I have a range of impairments and conditions. But that’s not what disables me. I’m disabled by a society that fails to recognise my needs and those of other disabled people.
We are regarded as lesser, lacking, often described as “helpless” or “vulnerable”, to be pitied or subject to charity rather than respected as equals.
Disabled women are regarded as asexual in many countries.
Despite the United Nations Convention on the Rights of Disabled People’s ruling that bans forced sterilisation, forced contraception or forced abortion, for disabled women many countries continue such practices. Only nine EU countries criminalise forced sterilisation as a distinct offence, whilst thirteen allow it to be performed on disabled people – and in three of those countries this includes minors.
Last year a conference of the European Economic and Social Committee on Disabled Women’s Sexual and Reproductive Health Rights discussed
numerous examples of stereotyping of, lack of support for, and numerous abuses of disabled women, including, for example, deaf women, forced to have abortions in case they gave birth to deaf babies. If that had happened to my grandmother or mother I would not be standing here talking to you.
As a feminist I believe in a woman’s right to choose. For disabled women this needs to include the right to refuse abortion or sterilisation when it is recommended – often on uninformed and spurious grounds – and the right to be allowed to give birth to children.
I will conclude with an account written by a friend and excellent disability activist who died last year:
This is her story:
“I was born in 1963 having a congenital impairment called Spina Bifida. My mother had no knowledge of my impairment before I was born and was shocked and distressed at giving birth to a disabled baby. She was given the worst-case scenario by the medical profession and was told my life expectancy was unknown. My mother spent the first few years of my life expecting me to die.
As the years passed it became clear that the medical predictions and assumptions were not necessarily accurate, and this helped to increase her confidence as the mother of a disabled child and she was able to progress and think of ways that I could be independent and live the life I wanted.

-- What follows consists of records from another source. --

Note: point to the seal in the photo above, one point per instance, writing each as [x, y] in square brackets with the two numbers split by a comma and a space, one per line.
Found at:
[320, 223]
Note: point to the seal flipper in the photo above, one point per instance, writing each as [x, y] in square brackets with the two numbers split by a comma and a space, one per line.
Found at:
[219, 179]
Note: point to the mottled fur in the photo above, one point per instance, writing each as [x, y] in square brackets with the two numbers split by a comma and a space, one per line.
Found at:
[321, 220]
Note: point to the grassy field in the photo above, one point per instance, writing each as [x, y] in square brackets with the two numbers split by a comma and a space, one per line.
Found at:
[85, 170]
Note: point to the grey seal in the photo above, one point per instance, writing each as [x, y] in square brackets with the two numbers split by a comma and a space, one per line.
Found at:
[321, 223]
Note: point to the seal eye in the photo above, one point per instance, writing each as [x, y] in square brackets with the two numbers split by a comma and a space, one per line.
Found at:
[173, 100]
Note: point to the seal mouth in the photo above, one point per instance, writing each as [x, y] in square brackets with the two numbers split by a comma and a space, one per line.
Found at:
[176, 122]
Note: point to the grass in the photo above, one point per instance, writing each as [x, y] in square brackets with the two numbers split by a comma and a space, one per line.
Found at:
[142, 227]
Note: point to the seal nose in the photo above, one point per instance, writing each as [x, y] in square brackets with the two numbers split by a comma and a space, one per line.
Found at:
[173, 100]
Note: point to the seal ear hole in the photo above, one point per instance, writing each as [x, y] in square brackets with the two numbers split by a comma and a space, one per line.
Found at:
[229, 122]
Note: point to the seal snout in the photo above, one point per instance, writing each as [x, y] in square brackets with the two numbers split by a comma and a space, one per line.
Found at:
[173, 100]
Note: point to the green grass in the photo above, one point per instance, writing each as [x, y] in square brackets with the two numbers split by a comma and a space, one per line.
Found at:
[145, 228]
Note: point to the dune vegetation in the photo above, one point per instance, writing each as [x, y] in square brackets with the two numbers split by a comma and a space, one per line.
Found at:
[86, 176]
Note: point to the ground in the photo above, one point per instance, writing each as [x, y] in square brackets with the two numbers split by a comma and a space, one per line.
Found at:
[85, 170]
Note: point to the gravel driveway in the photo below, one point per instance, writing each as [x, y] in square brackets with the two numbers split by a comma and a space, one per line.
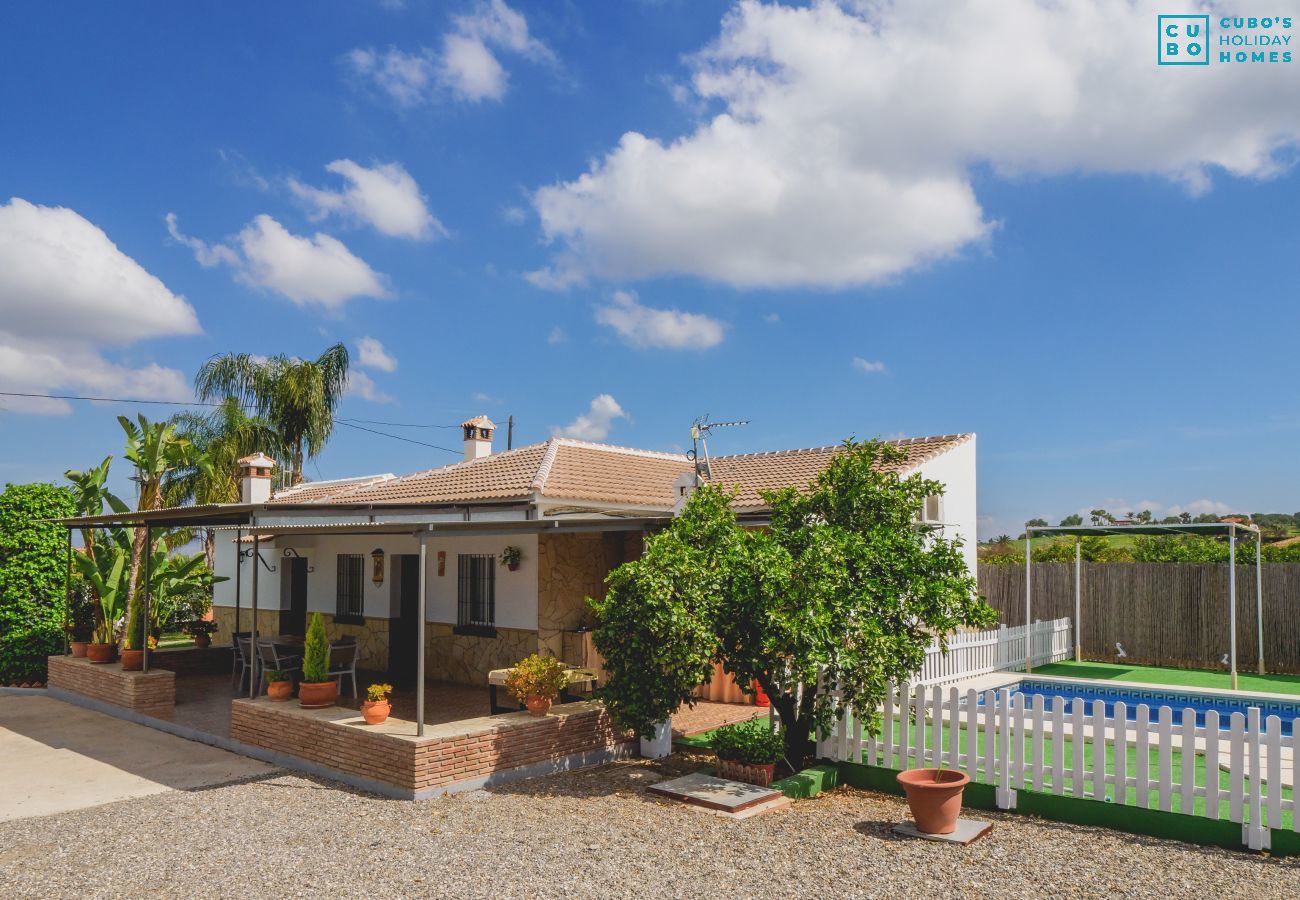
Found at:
[586, 834]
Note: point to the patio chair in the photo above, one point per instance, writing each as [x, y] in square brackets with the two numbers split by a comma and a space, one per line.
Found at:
[272, 660]
[342, 662]
[239, 657]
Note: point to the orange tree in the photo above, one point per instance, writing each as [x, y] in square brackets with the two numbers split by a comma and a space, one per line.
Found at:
[844, 588]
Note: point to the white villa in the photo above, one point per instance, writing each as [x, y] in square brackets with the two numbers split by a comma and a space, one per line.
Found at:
[573, 510]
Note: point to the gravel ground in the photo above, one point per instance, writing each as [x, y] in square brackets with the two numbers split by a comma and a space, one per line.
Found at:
[586, 834]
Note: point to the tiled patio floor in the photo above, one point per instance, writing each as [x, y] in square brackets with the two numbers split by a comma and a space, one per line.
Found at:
[203, 702]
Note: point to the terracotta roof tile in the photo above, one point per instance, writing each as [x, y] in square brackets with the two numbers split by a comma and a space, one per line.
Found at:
[753, 472]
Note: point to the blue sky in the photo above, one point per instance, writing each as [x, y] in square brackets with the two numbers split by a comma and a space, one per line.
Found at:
[1086, 259]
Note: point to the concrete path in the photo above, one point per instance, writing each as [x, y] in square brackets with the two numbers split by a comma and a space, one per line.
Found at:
[56, 757]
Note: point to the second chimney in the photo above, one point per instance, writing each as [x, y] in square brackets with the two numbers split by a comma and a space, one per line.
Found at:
[477, 437]
[255, 477]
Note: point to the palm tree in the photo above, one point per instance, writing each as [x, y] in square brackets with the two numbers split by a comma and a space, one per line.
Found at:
[297, 397]
[159, 453]
[220, 437]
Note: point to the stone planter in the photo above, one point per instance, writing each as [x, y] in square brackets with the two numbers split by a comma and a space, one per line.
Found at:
[753, 773]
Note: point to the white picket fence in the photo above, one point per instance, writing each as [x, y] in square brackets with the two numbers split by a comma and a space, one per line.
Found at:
[996, 650]
[1000, 739]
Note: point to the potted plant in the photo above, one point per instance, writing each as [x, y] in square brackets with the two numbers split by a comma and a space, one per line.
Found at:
[133, 643]
[748, 752]
[376, 706]
[202, 632]
[935, 797]
[317, 689]
[510, 558]
[536, 682]
[278, 684]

When I reached adolescence my mother wondered if having children of my own would be possible, so arranged for me to see a medical specialist on my reproductive situation. The specialist advice was for me not to have children, as this could potentially result in increasing my impairment and miscarriage.
When I became pregnant with my first child it was a tense time for all concerned and I was advised by a doctor to have an abortion, but I wanted to have my baby and nothing was going to stop me. My first child was a girl and several years later I went on to have a boy. My children are now grown up and I am the grandmother to five grandchildren.
“When I was in my twenties, my mother told me that the day I was born at one time seemed one of the worst days of her life, but she had grown to realise it had been one of the best because she had a daughter in her life”
I want to finish what i have to say with another quotation, this time from Ani DiFranco:
“My idea of feminism is self-determination, and it’s very open-ended: every woman has the right to become herself, and do whatever she needs to do.”